A PDA policy memorandum, dated 6 December 1999, codified guidance on rating for pain previously provided to physical disability adjudicators through various forms of instructions. The memorandum states that pain is ubiquitous, subjective, and cannot be measured objectively. The Department of Veterans Affairs Schedule for Rating Disabilities (VASRD) does not provide a separate rating code for pain, but incorporates pain as part of the overall percentage rating for a particular VASRD code. According to the American Medical Association (AMA) the intensity and frequency of the pain are of paramount importance in the estimation of impairment of pain. The AMA provides a guide to define the intensity of pain. Minimal is defined as pain that is annoying but has not been documented medically to have appreciably diminished an individual’s capacity to carry out daily activities. Slight is defined as pain that is tolerated by the individual but has been medically documented to cause diminution in an individual’s capacity to carry out some specified daily activities. Moderate is defined as pain that has been documented medically to result in extensive diminution in an individual’s capacity to carry out the activities of daily living.

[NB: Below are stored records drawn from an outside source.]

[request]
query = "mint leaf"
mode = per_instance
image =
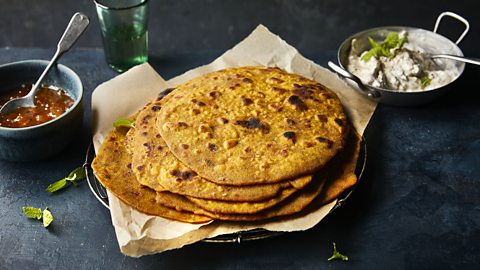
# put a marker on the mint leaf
(391, 41)
(32, 212)
(337, 255)
(47, 217)
(57, 185)
(73, 176)
(124, 122)
(425, 81)
(77, 174)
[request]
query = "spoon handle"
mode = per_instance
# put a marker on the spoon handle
(371, 93)
(75, 28)
(458, 58)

The AMA guide to frequency of pain defines Intermittent as pain that has been documented medically to occur less than one fourth of the time the individual is awake. Occasional is defined as pain that has been documented medically to occur between one fourth and one half of the time the individual is awake. In the adjudication of rating for pain, one or more conditions that are manifested essentially by pain will be rated for the totality of the manifested pain under the VASRD code analogous to 5003 using the rating grid provided. The number of sites of pain does not determine the rating. Pain in both feet and the spine of moderate intensity and occasional frequency would be rated the same as pain in one foot of moderate intensity and occasional frequency. The grid shows that all Minimal intensities, regardless of frequency provide a rating of zero percent. The Slight intensity designation with either Intermittent or Occasional frequency also provides a rating of zero percent.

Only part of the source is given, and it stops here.